Pertambangan di Raja Ampat harus dilihat secara komprehensif dengan data dan fakta yang objektif untuk memberikan informasi yang utuh kepada publik. Komisi XII DPR RI, yang menangani bidang Energi dan Sumber Daya Mineral (ESDM), Lingkungan Hidup, serta Investasi, telah melakukan Kunjungan Kerja Spesifik (Kunker) untuk mengumpulkan informasi terkait. Ketua Komisi tersebut, Bambang Patijaya, menjelaskan bahwa pertambangan di Raja Ampat harus dipertimbangkan dari aspek sosial, ekonomi, dan ekologi.
Pemerintah Prabowo secara tegas mencabut izin usaha pertambangan (IUP) dari empat perusahaan tambang nikel di Raja Ampat. Langkah ini dianggap relevan dengan Peraturan Presiden Nomor 5 Tahun 2025 yang menegaskan prinsip keberlanjutan dalam pengelolaan sumber daya alam. Bambang Patijaya memandang bahwa pencabutan IUP tersebut bukan hanya tindakan administratif, melainkan juga pesan penting bagi pengelolaan sumber daya alam secara bertanggung jawab.
Dalam konteks ini, Rifyan dari Himpunan Mahasiswa Islam (HMI) menambahkan bahwa situasi pertambangan di Raja Ampat harus dilihat secara objektif dan komprehensif.
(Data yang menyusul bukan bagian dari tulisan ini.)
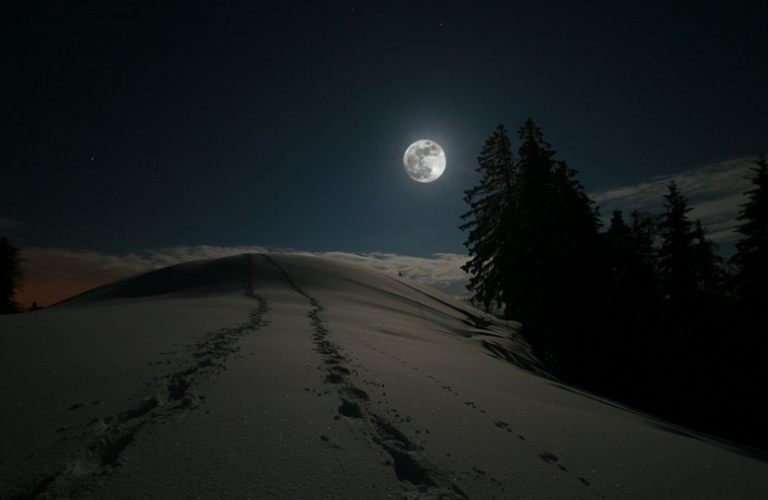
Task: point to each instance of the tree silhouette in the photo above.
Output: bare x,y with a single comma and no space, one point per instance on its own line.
489,221
11,274
751,258
531,232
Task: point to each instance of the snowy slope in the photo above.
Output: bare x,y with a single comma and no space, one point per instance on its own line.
288,377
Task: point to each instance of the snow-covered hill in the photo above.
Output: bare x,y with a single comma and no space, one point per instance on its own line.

Ditegaskan bahwa penting untuk menjaga lingkungan dengan memenuhi persyaratan AMDAL sebelum aktivitas pertambangan dimulai. HMI berkomitmen untuk mengawal dinamika pertambangan nasional sesuai dengan undang-undang dan kepentingan negara, serta menghimbau semua pihak untuk berkontribusi dalam pembangunan nasional.
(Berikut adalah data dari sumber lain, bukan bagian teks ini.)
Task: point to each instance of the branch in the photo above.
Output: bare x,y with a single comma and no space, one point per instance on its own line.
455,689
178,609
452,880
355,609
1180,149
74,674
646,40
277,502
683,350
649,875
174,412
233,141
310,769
Berdasarkan Pasal 33 ayat (3) UUD 1945, negara memiliki kewajiban untuk mengelola sumber daya alam demi kemakmuran rakyat. Sebagai upaya pemulihan lingkungan pasca pertambangan, pemerintah juga diharapkan memperhatikan reklamasi dan rehabilitasi lahan bekas tambang untuk menjamin tanggung jawab perusahaan pasca tambang. Rifyan menutup dialog tersebut dengan menggarisbawahi pentingnya peran semua pihak dalam menjaga lingkungan dan membangun keberlanjutan sumber daya alam di Indonesia.